It resulted in a quiet offseason and has him heading to camp lighter mentally and physically than he was a year ago.
“You go at this time last year, he’s very stressed out,” running backs coach Gary Brown said. “Wasn’t himself. Looked big. Now he looks happy and jubilant and lean and just going out there and having some fun. So it’s a completely different Zeke than it was last year.”
Elliott is still listed at 6-foot, 228 pounds in the Cowboys media guide. But everyone saw the pudge on his waistline in training camp last year. It just wasn’t talked about.
Considering what was on the line, his coming to camp in less than the best shape was understandable. It was hard to concentrate working out when your livelihood and reputation were in someone else’s hands.
The Cowboys went with the company line last season that Elliott wasn’t bothered by the distractions and that he was channeled and focused.
They are now acknowledging a difference in him and his approach.
“He has a clear focus and clear vision on what he wants to do and what he wants to be,” Brown said. “When you look at him physically and see where he has leaned up then you see the way he runs out here. You can tell he is in a different place right now.
“He is in much better shape mentally too. He doesn’t have all that stuff on his mind. He has a clear vision on what he wants to do and what he wants to be. He has a clear mind. He wants to be the best.
We are going to get a good Zeke this year. He is on a mission. You can see it already.”
Elliott doesn’t elaborate much on the details last season’s travails, which included the investigation, the official suspension in training camp and then a battle in federal court through the first eight games of the season before he ended up serving his penance.
After starting the season 5-3, the Cowboys were 3-3 in his absence and never quite regained their footing when he returned for the final two games season.
He apologized to owner Jerry Jones and promised that he was going to be the back this team needed going forward.
Elliott carried that focus into the offseason which was quiet, deliberate boring by his standards.
It was the opposite of salacious.
There were no St. Patrick’s Day incidents or nightclub fights to draw the attention of TMZ cameras.
Elliott said he has learned from his past experiences.
“I am being more cautious, more focused on my game,” said Elliott, in one of his few introspective moments. “And focused on having a good year. I am just ready to go out there and prove myself and be the running back I am for this team.”
His effort to tone things down was not lost on the Cowboys who hoped, prayed and quietly begged for a quiet, drama-free offseason from Elliott.
“It’s important for him, it’s important for his teammates, it’s important for our franchise and what people’s thoughts are on him,” executive vice president of personnel Stephen Jones said. “I think it was huge that he was able to really get his hands around what this is all about -- the challenges that are out there.
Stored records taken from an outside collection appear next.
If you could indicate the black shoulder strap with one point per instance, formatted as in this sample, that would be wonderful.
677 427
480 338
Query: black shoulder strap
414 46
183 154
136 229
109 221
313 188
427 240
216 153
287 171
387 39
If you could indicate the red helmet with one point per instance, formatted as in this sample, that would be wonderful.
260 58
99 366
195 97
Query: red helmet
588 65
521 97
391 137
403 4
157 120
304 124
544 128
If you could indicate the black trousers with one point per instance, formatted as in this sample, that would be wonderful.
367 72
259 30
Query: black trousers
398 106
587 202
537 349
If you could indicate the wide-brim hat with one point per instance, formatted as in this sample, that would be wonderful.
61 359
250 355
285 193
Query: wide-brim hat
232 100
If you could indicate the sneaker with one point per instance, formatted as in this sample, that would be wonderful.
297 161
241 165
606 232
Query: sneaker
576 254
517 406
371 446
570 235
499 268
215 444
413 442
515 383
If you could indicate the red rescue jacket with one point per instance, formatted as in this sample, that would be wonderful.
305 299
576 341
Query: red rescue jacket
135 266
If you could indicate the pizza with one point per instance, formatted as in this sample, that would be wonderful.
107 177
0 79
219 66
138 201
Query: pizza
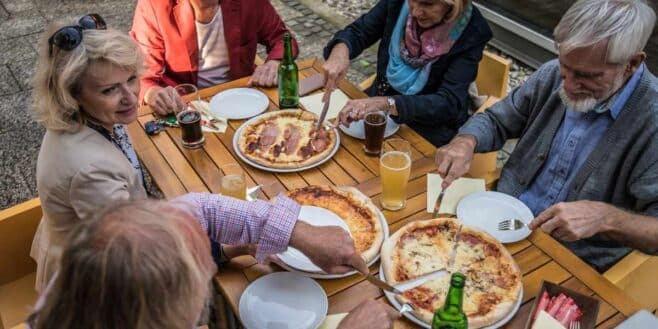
285 139
493 280
353 207
423 247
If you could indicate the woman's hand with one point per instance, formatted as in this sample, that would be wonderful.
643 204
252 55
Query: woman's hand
357 109
335 68
163 100
265 75
370 314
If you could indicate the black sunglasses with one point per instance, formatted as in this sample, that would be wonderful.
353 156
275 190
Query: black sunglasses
69 37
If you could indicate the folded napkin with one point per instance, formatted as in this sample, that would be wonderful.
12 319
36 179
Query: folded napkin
545 321
455 192
332 321
313 103
209 122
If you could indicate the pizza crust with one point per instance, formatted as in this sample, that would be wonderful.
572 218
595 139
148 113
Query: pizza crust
372 252
303 120
354 200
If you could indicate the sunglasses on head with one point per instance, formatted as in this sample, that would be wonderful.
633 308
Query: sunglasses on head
69 37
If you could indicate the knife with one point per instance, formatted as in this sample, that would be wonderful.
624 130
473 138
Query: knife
382 285
323 114
437 203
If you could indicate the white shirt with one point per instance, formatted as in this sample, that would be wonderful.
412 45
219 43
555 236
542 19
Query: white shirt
213 52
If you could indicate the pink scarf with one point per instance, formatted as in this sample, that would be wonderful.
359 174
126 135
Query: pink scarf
418 49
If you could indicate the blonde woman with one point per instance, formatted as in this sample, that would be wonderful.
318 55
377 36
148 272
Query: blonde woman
85 91
428 56
147 264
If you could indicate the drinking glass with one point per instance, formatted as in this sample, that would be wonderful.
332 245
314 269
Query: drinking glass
374 125
233 182
189 119
394 170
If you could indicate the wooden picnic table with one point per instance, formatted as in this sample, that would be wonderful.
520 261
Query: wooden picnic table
177 170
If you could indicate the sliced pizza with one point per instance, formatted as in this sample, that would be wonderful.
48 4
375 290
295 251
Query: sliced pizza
419 248
285 139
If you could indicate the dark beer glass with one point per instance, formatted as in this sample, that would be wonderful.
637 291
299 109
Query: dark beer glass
374 125
190 125
189 119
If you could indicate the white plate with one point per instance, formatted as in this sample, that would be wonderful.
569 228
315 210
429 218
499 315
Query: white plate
294 261
239 103
357 130
236 136
486 209
408 315
283 300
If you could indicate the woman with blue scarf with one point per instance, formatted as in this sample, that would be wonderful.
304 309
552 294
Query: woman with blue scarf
428 56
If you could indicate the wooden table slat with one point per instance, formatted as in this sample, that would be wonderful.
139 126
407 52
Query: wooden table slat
163 176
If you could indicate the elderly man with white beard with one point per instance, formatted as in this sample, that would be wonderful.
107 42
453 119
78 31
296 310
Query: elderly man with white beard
586 162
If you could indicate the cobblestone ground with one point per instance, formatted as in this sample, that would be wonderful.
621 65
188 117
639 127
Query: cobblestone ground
23 21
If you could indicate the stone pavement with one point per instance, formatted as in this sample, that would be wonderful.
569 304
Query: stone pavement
23 21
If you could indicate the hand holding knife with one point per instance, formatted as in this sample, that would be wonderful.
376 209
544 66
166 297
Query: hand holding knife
325 109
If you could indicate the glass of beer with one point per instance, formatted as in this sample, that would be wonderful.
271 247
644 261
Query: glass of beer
233 182
394 170
189 119
374 125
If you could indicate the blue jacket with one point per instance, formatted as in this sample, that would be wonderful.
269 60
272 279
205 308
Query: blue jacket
442 106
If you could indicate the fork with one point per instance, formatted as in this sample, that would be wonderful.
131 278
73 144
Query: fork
511 224
410 308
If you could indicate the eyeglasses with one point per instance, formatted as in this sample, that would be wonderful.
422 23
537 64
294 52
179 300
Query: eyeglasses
69 37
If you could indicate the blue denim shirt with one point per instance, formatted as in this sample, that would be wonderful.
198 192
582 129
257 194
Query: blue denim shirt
577 136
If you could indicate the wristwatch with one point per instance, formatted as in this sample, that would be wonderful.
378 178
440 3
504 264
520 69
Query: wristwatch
391 105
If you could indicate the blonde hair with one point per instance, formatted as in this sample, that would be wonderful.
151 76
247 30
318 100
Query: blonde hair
457 8
626 25
143 264
58 75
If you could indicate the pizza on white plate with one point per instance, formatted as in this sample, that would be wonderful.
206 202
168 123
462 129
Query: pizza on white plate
493 280
285 139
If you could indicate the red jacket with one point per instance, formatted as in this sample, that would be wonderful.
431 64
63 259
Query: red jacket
166 33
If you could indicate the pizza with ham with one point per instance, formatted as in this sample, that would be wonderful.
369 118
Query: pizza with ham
493 280
353 207
285 139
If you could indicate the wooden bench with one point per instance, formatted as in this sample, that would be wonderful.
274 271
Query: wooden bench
17 269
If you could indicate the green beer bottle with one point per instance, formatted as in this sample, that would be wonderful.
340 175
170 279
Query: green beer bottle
288 77
451 315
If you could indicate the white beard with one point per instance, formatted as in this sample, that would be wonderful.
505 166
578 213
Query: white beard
589 103
582 105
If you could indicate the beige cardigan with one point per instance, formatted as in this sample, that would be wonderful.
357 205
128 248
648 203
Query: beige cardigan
78 174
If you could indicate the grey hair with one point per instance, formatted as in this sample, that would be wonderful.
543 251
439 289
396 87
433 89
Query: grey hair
625 24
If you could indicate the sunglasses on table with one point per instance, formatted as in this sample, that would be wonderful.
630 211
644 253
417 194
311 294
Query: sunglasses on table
69 37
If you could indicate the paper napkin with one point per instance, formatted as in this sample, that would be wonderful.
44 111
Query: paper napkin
455 192
332 321
545 321
314 103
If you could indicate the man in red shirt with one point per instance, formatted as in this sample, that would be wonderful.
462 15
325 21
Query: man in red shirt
204 42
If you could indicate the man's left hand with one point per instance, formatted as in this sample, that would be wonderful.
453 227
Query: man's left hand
357 109
571 221
265 75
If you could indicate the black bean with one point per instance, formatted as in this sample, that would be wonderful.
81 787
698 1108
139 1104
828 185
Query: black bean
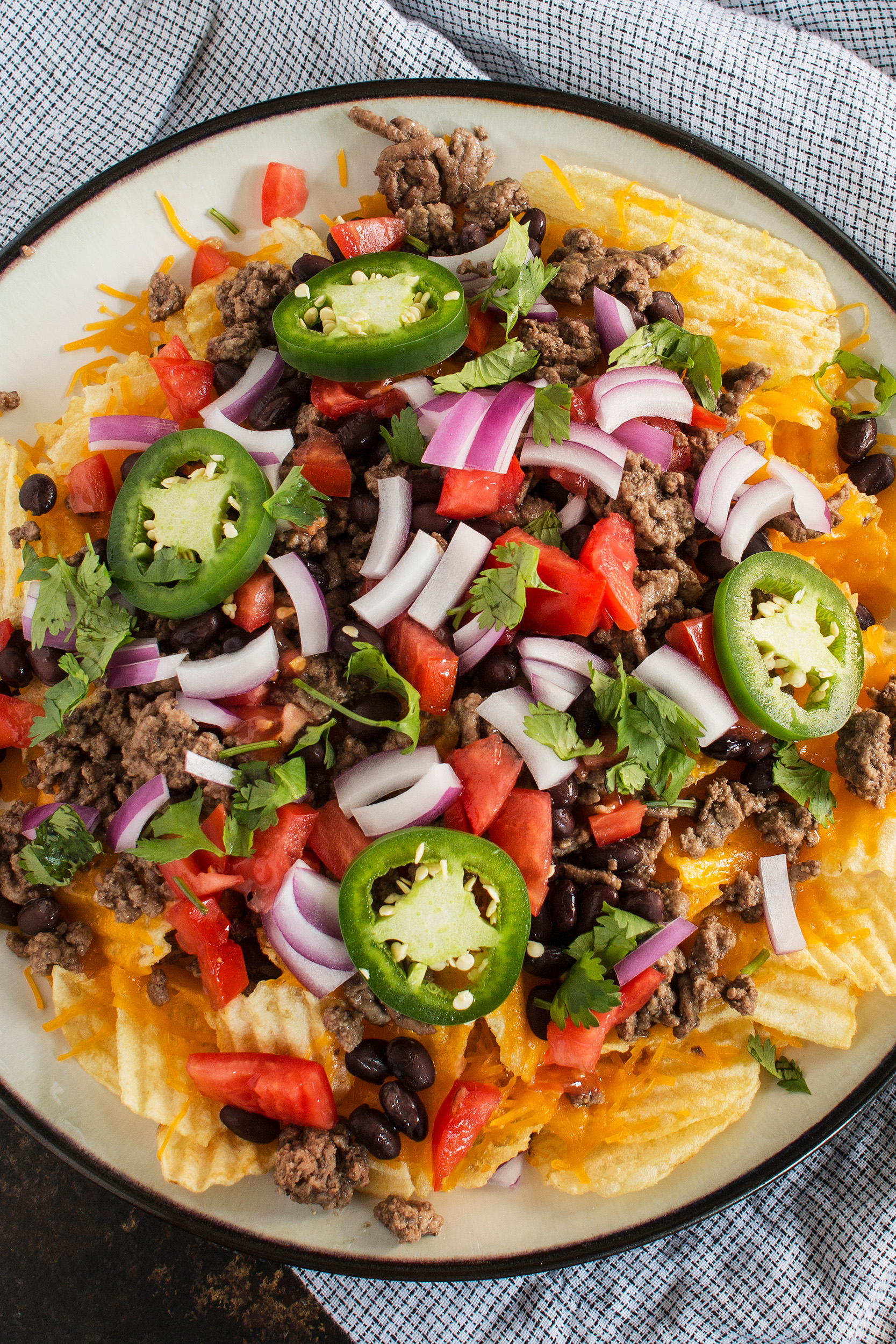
15 668
358 433
665 307
412 1063
38 494
536 219
198 632
873 474
310 265
405 1109
369 1061
539 1018
249 1125
227 374
46 666
855 439
375 1132
39 916
472 237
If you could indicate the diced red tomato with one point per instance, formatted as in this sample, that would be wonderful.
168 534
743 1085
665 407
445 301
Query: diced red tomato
488 769
579 1047
284 192
256 601
336 839
17 717
275 853
90 485
609 553
422 660
620 824
207 937
358 237
523 830
207 262
460 1119
575 604
296 1092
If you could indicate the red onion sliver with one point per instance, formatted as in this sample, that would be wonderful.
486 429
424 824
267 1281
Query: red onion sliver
232 674
396 593
125 827
809 503
393 527
422 803
308 600
505 711
752 511
127 432
657 945
453 576
784 928
33 819
676 676
388 772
Hopefully, it’ll continue.”
It certainly has continued so far in training camp where Elliott has not only looked quicker and learner but has lived up to his promise of being a better leader as well. He was strong in his defense of the team’s decision to stand unified for the national anthem.
He even asked Brown to repeat a drill Saturday in practice.
Owner Jerry Jones has certainly taken notice.
“I just think he looks veteran-ish,” Jones said Sunday. “I think he looks confident. I think he’s getting good hard work in. Fundamental work. He just looks sound to me. I’m glad to see him get that solid work in.”
Jones believes a mentally free and more physically fit Elliott is the formula for what could be a record-breaking season for the running back.
Eric Dickerson’s NFL single-season rushing record 2,106 yards is not out of question for Elliott who will be asked to carry an even bigger load in 2018 than he did as a rookie. Not only will he likely lead the league in carries in the Cowboys’ run-based offense but he will probably be among the team leaders in pass reception as well in the team’s attempts to get him the ball as much as possible.
“I’m ready for whatever they throw at me,” Elliott said. “Whatever they ask me to do I’m going to go out there and do it. That’s it. All I want to do is go out there and win, so if they need me to do more, I’ll do more. If they need me to do less, I’ll do less. It’s whatever this team needs. Whatever is best for the team.”
It’s that attitude that has Brown confident that the off-the-field issues that this leaner and mentally-free Elliot has put his off the field issues in the past and is singularly focused on greatness ahead. He saw that transformation in the offseason and has no reason to look back now.
“Once he got back where was with me and I knew where he was mentally,” Brown said. “I knew where he wants to be. I knew there would be no problems. He wants to be the best. I’m going to try to help him get there.”